Mittwoch, 9. Mai 2012

Erfahrungswerte

Im Laufe der Zeit sammeln Adoptiveltern eine Menge Erfahrungen sowohl mit ihren eigenen Kindern als auch durch die Gespräche mit anderen Adoptivfamilien. An dieser Stelle geben wir einige Beispiele dafür, was wir selbst gerne gewusst hätten, bevor wir unsere Kinder in Empfang genommen haben.
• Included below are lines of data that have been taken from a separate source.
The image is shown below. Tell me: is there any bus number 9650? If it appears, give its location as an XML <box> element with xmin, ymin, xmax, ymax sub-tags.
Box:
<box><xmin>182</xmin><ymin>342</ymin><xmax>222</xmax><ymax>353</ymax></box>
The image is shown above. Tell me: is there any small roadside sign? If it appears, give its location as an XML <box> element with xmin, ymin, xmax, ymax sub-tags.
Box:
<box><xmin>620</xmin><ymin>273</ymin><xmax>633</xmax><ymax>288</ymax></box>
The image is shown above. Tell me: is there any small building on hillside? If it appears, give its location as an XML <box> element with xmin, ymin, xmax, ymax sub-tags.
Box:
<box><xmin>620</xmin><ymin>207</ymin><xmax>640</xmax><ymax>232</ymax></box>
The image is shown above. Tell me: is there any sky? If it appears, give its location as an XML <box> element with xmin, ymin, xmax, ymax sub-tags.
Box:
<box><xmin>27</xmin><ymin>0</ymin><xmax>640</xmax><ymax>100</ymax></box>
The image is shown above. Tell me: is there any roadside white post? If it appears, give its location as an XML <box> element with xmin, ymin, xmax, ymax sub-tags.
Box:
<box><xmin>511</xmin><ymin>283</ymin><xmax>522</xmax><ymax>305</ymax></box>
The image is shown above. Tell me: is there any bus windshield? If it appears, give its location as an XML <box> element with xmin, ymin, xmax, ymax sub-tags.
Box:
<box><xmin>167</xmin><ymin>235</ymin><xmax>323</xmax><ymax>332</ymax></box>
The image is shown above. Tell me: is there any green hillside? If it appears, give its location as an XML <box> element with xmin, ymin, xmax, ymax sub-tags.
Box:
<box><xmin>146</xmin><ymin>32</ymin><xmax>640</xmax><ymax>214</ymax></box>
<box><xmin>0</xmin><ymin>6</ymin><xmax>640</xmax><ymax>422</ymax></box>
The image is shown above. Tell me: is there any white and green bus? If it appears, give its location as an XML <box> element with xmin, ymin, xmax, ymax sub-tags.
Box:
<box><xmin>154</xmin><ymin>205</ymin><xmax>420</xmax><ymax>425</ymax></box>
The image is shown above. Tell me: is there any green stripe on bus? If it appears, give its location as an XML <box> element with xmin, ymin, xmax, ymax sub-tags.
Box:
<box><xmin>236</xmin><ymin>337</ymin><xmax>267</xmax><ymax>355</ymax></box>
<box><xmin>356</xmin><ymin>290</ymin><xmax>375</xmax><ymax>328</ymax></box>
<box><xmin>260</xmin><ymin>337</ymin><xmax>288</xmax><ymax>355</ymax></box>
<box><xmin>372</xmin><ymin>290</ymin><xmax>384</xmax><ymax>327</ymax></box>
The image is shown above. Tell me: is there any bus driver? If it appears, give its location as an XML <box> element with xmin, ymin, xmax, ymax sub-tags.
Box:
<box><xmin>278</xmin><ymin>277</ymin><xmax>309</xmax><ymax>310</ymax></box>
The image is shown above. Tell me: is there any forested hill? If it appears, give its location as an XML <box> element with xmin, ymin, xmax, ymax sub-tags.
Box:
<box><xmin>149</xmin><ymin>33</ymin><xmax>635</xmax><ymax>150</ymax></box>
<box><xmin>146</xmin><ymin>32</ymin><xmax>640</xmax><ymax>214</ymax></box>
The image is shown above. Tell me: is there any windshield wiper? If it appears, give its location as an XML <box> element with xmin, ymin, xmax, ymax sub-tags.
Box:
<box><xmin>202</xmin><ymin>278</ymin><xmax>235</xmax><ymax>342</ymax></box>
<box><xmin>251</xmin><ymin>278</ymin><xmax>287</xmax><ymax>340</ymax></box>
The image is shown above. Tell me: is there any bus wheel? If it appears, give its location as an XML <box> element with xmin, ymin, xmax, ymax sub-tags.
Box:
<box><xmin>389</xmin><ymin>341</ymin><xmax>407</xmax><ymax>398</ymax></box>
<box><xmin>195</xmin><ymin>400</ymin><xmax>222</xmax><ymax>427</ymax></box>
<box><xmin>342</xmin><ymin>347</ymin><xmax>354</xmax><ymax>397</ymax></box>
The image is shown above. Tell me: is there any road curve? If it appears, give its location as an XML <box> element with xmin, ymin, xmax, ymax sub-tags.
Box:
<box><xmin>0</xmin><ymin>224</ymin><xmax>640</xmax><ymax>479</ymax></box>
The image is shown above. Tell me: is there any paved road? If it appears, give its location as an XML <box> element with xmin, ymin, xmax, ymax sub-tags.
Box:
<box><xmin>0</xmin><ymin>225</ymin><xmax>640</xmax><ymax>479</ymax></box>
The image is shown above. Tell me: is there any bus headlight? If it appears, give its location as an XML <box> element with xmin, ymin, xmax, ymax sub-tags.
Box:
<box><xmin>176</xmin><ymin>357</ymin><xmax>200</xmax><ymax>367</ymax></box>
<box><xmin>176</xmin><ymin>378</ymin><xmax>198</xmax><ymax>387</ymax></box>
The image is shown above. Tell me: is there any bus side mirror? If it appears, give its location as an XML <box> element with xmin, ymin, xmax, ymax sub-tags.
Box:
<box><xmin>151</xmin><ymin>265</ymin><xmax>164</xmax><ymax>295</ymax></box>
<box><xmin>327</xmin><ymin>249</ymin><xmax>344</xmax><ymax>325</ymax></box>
1. Adoptiveltern brauchen Training und Aufklärung. Zurzeit funktioniert die Vorbereitung von Adoptiveltern vielfach nach dem Prinzip Hoffnung, dass schon alles gut gehen wird. Während dies in der Mehrheit der Adoptionen auch der Fall sein kann, führt es jedoch in denen Fällen, in denen es schief geht, zu falschen Reaktionen. Adoptiveltern müssen von Beginn an dafür sensibilisiert werden, dass traumatisierte Kinder anders erzogen werden müssen als leibliche Kinder.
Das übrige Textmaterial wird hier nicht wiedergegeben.